Estate planning: One of the best ways to show you care

Money, mortality and family relationships. Each of those topics alone can be tough for anyone to address head on, and when you combine them, it’s no wonder so many people put off setting up or updating their estate plans. Establishing a will, trust, and beneficiary designations forces a person to confront decisions about the ultimate division of their assets.

Getting your affairs in order–well before you need to, due to age or illness–is truly a gift to your heirs. It’s extremely stressful for surviving spouses, children and other loved ones to be faced with the emotional stress and workload of financial disorganization and uncertainty, on top of dealing with grief. Updating your estate plan also allows you to make arrangements for gifts upon your death to your favorite charities.  

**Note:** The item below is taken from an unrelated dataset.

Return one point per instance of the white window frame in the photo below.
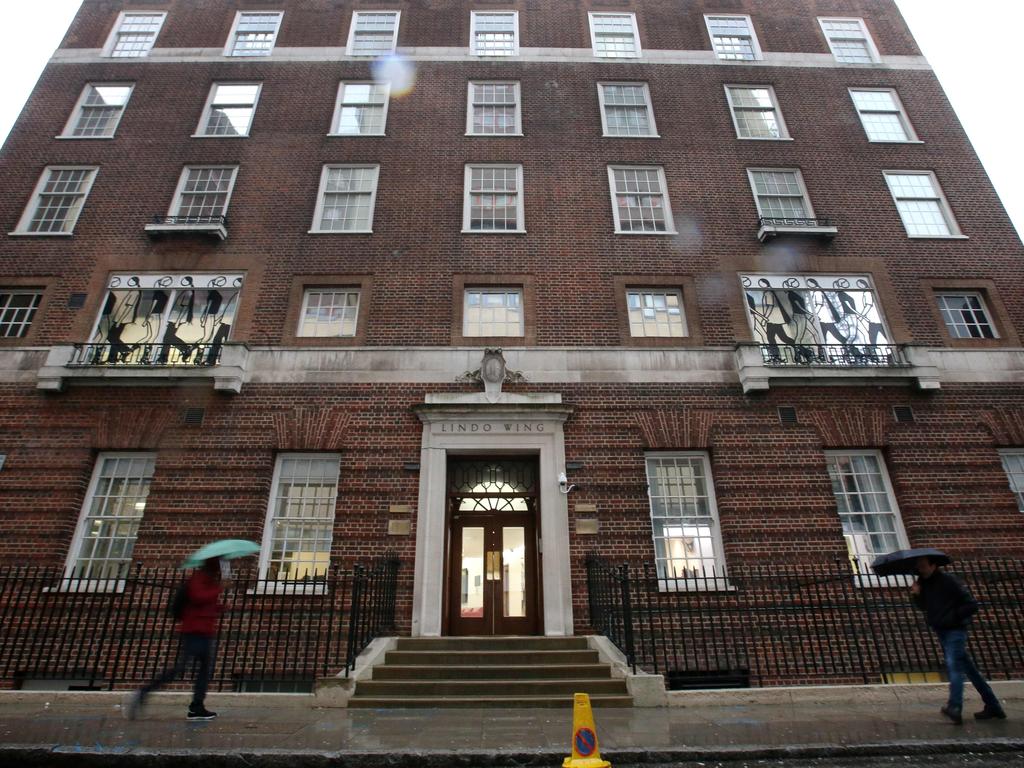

Many people choose to support their favorite charities in an estate plan through a beneficiary designation. As you work with your attorney and other advisors, be sure to review the beneficiary designations on your insurance policies and retirement plans. Pay close attention to tax-deferred retirement plans such as 401(k)s and IRAs. You and your advisors may determine that naming a charity, such as your GCF fund, is by far the most tax-efficient, streamlined way to make gifts to your favorite causes after your lifetime and establish a philanthropic legacy. A bequest like this avoids not only estate tax, but also income tax on the retirement plan distributions. 

Please reach out to your GCF team as you work with your advisors on your estate plan. We can:

  • Review the many tax benefits of naming your GCF fund as a beneficiary of your IRA or other tax-deferred retirement account
  • Provide bequest language for your will or trust, properly describing your fund using the correct legal terms
  • Provide language for a beneficiary designation, again properly describing your fund using the correct legal terms
  • Work with you to update the terms of your donor advised fund so that your wishes are carried out following your death, whether that is naming specific charities to receive distributions or naming your children as successor advisors to your fund

Estate planning documents, including wills, trusts and beneficiary designations, often turn out to represent generous acts of clear distribution and conflict avoidance. An estate plan allows you to demonstrate how much you care about the people in your life as well as your charitable passions.